Les peintures de Serban Savu, au traitement réaliste, représentent la vie quotidienne. On y voit des hommes au travail, des paysages urbains. C'est un univers souvent masculin, marqué par l'effort, le tout dans un style très minutieux, très appliqué.
Serban Savu illustre la situation de la Roumanie, où la population fut, sous le pouvoir de Ceausescu, incitée à s'installer dans les villes, sans que cela ne fonctionne vraiment. Les périphéries des villes se sont vite transformées en zones de marges, où l'architecture s'est vite dégradée comme le signe d'une utopie perdue. Cette périphérie constitue le décor des toiles. Les personnages évoluent dans des espaces que l'on ne parvient pas à situer, ni dans l'espace ni dans le temps.

Il y a une ambiance particulière dans ce travail dans lequel sont souvent représentées des situations d'action: le réconfort de la boisson après un travail que l'on imagine éprouvant dans Inner Life, un match de football dans Training. Mais il s'en dégage curieusement une sorte de passivité, une fragilité. Là, la perspective est totalement bouchée par les barres d'immeubles; ici, le match se déroule au bord d'une falaise qui suscite un sentiment de déséquilibre, de malaise. Et le réalisme respecte toujours l'anonymat des personnages.
Manifestement, Serban Savu a regardé les anciens. Et ce retour à la peinture qui avait été dénigrée en Roumanie pour avoir été trop liée au totalitarisme communiste, est aussi un retour à l'histoire de l'art.

Certaines toiles sont véritablement énigmatiques, et assez désespérées. Dans Narcis, un homme se tient debout dans l'eau.

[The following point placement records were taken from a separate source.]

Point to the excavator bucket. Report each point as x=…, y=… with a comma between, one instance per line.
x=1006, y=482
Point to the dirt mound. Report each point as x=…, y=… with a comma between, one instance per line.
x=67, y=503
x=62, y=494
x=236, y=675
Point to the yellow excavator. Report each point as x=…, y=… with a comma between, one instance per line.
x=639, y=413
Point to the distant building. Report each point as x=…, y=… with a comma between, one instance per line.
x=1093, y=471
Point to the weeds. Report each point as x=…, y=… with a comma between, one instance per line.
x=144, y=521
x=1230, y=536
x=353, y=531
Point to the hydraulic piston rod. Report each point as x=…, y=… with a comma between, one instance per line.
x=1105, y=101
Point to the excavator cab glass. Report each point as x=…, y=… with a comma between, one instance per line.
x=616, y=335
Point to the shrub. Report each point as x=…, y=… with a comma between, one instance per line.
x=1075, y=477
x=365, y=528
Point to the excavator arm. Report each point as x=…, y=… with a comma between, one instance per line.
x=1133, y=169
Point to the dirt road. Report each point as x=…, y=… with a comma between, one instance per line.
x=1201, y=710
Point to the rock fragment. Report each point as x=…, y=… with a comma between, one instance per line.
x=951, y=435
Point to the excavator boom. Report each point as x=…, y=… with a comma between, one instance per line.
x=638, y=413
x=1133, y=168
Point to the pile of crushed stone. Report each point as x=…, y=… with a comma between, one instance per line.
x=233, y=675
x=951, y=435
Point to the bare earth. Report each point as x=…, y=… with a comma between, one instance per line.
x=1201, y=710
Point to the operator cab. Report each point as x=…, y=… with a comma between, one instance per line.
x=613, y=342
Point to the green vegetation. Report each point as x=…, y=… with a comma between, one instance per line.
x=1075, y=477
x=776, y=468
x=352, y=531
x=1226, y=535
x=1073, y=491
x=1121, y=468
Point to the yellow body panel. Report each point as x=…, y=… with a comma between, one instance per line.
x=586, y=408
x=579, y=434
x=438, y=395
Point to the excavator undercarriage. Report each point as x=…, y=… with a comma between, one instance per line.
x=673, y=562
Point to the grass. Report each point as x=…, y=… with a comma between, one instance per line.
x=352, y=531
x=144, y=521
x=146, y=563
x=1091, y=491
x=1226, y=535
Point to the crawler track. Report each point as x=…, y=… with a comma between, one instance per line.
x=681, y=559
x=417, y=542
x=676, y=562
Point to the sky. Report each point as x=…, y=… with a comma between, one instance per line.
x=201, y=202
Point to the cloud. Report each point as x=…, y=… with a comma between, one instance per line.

Derrière lui: une ville, sans que l'on sache très bien si les fumées qui s'en échappent viennent des usines ou d'un incendie que l'homme constaterait, impuissant.
Dans Labyrinth, deux hommes se tiennent passifs au centre d'une construction improbable aux de murs bruts, sans toit, envahie par la végétation, située au milieu de nulle part.

Il se dégage de ces toiles des sentiments d'absurde, d'impuissance, de résignation et de désespoir comme dans Sleep Without Dreams où deux personnes dorment parterre dans une allée bétonnée…

Serban Savu livre un regard critique sur ces paysages urbains: le décalage entre le traitement pictural qui magnifie (notamment par la lumière) et les scènes représentées, si vaines, donne à cette peinture un ton désabusé.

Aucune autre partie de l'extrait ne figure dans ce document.